Alberta farmers say new rules for training and testing commercial drivers – enacted in the wake of the Humboldt Broncos bus crash – will hurt their ability to grow and deliver crops.

Starting next month, new semi-truck and bus drivers will have to go through extensive classroom and road training, along with a revamped road test.

Beginning March 1, Alberta will become only the second province after Ontario with a mandatory entry-level training program for tractor trailer drivers. They will have to complete 40.5 hours in-class, 15.5 hours in the yard where the truck isn’t moving and 57 hours behind the wheel.

The changes will also scrap Alberta’s privatized road test system, the only such model in the country.
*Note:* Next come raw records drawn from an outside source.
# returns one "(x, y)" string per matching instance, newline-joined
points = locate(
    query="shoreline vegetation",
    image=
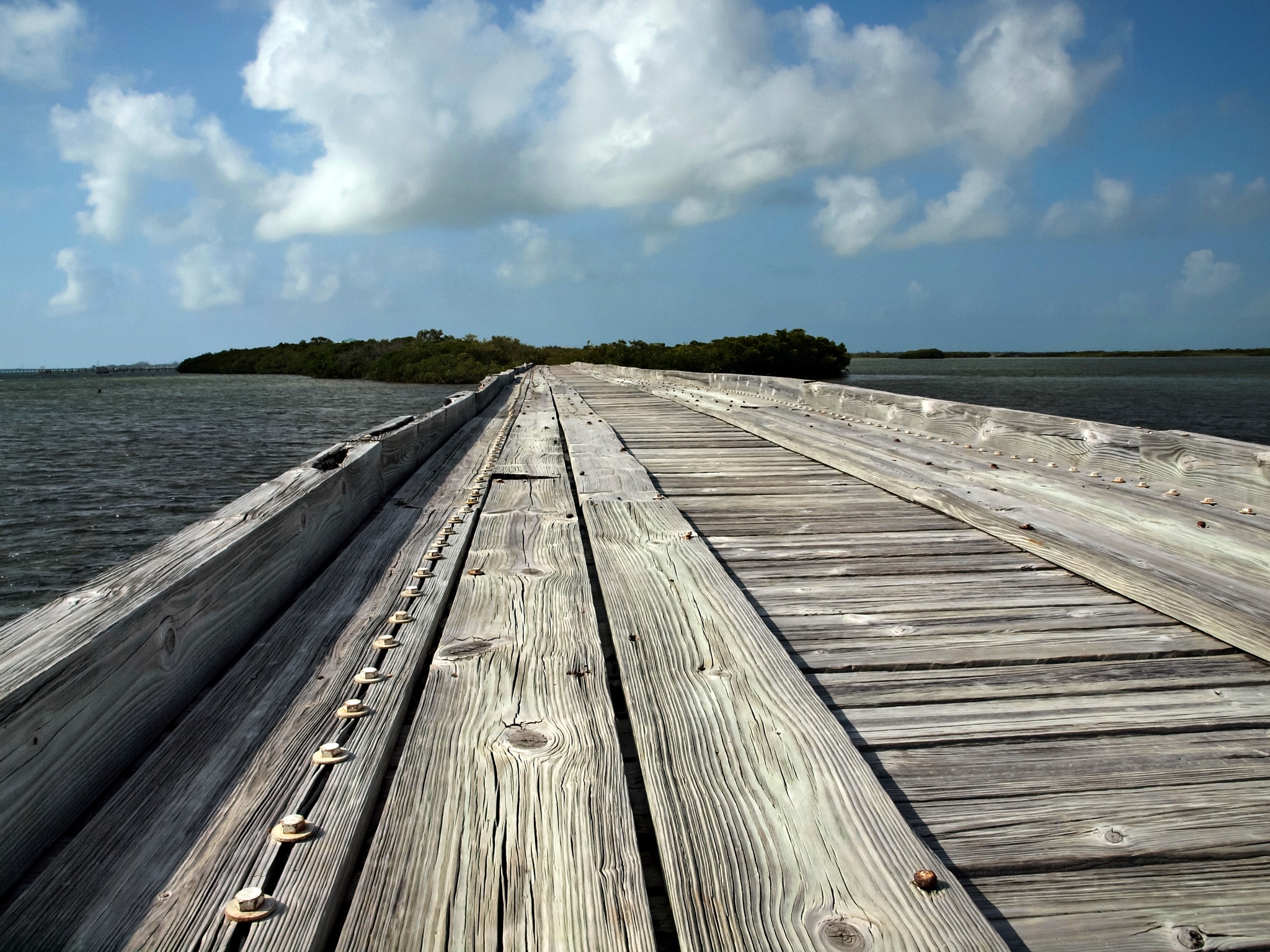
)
(933, 353)
(435, 357)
The new rules will see road tests for all classes of drivers licences administered by government employees.

Saskatchewan will also institute mandatory training for truck drivers in March.

The training and experience of truck driver Jaskirat Singh Sidhu were cited as factors in the horrific April 6, 2018 crash in a rural part of Saskatchewan that killed 16 and injured 13 on the hockey team’s bus.

Sidhu pleaded guilty in January to 29 charges of dangerous driving and is scheduled to be sentenced March 22. The owner of the Calgary trucking company that employed Sidhu also faces several safety charges.

Alberta’s agriculture industry says it is supportive of increasing road safety but argues the new rules will challenge their spring operations.

“The industry is quite concerned about practical ability for us to respond to that before seeding and it'll jeopardize our ability to get crop in the ground, ultimately,” said Ian Chitwood, a board member of the Alberta Canola Growers Commission.

“It's tough to find labour right now and being on the farm, a lot of our work is seasonal as well,” said fourth generation farmer Dave Lantz of Lantz Farms Ltd.

“The changes are going to make it tougher.”

Farm groups are lobbying for an exemption or at least more time to comply but provincial transportation officials are not in agreement.

"Feedback from all stakeholders indicated that there should be no exemptions for any particular industry group,” Alberta Transportation said in a statement to CTV Calgary.

“Currently there are approximately 130,000 farm vehicles registered in Alberta. Approximately 20 per cent of those vehicles may require a Class 1 licence."

But Chitwood says the new rules will apply to just about every farm.

“Almost every farm, no matter how small or how large, relies on Class 1 transport of some sort for the seed, the fertilizer into the fields and then for our outputs out.”

The Alberta Motor Transport Association backs the rule changes.